One of their arguments is the federal government could change the rules and increase the state’s share of the expansion cost.
This is not a concern. If such changes were made and they resulted in a significant negative impact, Missouri could opt out of the expansion without penalty.
Another argument is the state can’t afford its share of the cost. “Local lawmakers, all Republicans, who touched on the issue, said the expansion could leave the state with huge costs after the first three years.” (Joplin Globe)
While the federal government will pay 100 percent of the expansion cost in 2014-2016, it is true Missouri will start sharing the cost in 2017. That will begin at 5 percent and rise gradually to 10 percent in 2020. It will stay at 10 percent in all following years.
What will the cost be in dollars? The University of Missouri School of Medicine has published a study on the economic impacts of Medicaid expansion on Missouri. Its analysis says the state’s cost will be $58 million (5 percent share) in 2017 and will increase gradually to $119 million (10 percent) in 2020.
So how will Missouri taxpayers pay for this?
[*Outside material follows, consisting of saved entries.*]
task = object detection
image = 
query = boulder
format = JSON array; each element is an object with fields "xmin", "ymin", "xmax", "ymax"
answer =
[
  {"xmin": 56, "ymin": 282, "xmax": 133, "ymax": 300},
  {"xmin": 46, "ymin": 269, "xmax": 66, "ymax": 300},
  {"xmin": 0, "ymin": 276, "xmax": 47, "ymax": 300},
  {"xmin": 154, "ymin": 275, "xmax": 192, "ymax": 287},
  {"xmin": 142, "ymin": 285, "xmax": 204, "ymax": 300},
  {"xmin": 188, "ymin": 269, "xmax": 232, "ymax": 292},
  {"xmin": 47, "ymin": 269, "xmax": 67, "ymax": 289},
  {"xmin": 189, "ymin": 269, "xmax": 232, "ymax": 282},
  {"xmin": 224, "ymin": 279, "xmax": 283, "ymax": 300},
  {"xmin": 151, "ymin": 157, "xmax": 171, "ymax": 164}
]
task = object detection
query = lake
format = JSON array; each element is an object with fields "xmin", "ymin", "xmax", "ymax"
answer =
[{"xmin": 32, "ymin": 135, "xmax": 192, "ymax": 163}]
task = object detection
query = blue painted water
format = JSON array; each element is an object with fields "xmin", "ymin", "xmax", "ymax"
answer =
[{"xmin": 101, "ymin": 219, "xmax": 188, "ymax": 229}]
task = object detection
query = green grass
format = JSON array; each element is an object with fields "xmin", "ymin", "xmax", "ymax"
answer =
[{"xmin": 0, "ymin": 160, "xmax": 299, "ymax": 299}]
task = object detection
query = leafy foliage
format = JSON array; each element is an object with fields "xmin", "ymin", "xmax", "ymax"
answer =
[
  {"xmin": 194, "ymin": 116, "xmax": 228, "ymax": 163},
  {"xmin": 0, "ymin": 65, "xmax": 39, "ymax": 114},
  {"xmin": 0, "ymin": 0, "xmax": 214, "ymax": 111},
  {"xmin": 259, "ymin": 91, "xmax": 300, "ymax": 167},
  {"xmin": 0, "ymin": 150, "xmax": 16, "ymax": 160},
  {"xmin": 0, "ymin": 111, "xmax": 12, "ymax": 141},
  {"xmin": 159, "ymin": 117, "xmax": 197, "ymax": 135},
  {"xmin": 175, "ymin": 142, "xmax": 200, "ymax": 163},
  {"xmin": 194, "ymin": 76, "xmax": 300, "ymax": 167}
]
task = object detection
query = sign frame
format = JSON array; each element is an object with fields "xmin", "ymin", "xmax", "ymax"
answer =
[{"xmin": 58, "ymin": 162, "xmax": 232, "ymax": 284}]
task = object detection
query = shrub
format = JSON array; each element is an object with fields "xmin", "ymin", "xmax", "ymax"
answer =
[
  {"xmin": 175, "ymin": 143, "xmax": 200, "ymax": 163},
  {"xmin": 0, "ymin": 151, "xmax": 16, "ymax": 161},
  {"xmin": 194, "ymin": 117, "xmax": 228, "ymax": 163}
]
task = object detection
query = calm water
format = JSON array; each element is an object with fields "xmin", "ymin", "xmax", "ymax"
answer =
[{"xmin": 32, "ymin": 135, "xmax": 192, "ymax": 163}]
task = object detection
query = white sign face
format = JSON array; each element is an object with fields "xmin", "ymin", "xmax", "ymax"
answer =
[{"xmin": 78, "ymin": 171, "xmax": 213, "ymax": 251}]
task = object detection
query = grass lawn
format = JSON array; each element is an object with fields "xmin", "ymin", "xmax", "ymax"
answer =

According to the study: “The Medicaid expansion will generate nearly $856 million in additional state and local taxes from 2014 to 2020, due to the increase in jobs and economic activities within the state.” The ongoing annualized amount will be at least $122 million (the average), which is more than the cost in dollars.
However, there are additional economic benefits that would add to the tax base. For example, the cost of insurance premiums will be reduced, because those premiums will no longer be subsidizing medical services to uninsured individuals, e.g., un-reimbursed emergency room visits.
“Across the period 2014-2020, privately insured individuals and families could potentially save nearly $1 billion due to reductions in premiums,” the study says. When those savings are spent, they will contribute to Missouri’s economy and have a ripple effect, resulting in additional tax revenues.
It appears to me the overwhelming weight of evidence supports Missouri’s participation in Medicaid expansion. I implore our local representatives to reconsider their position in light of this evidence.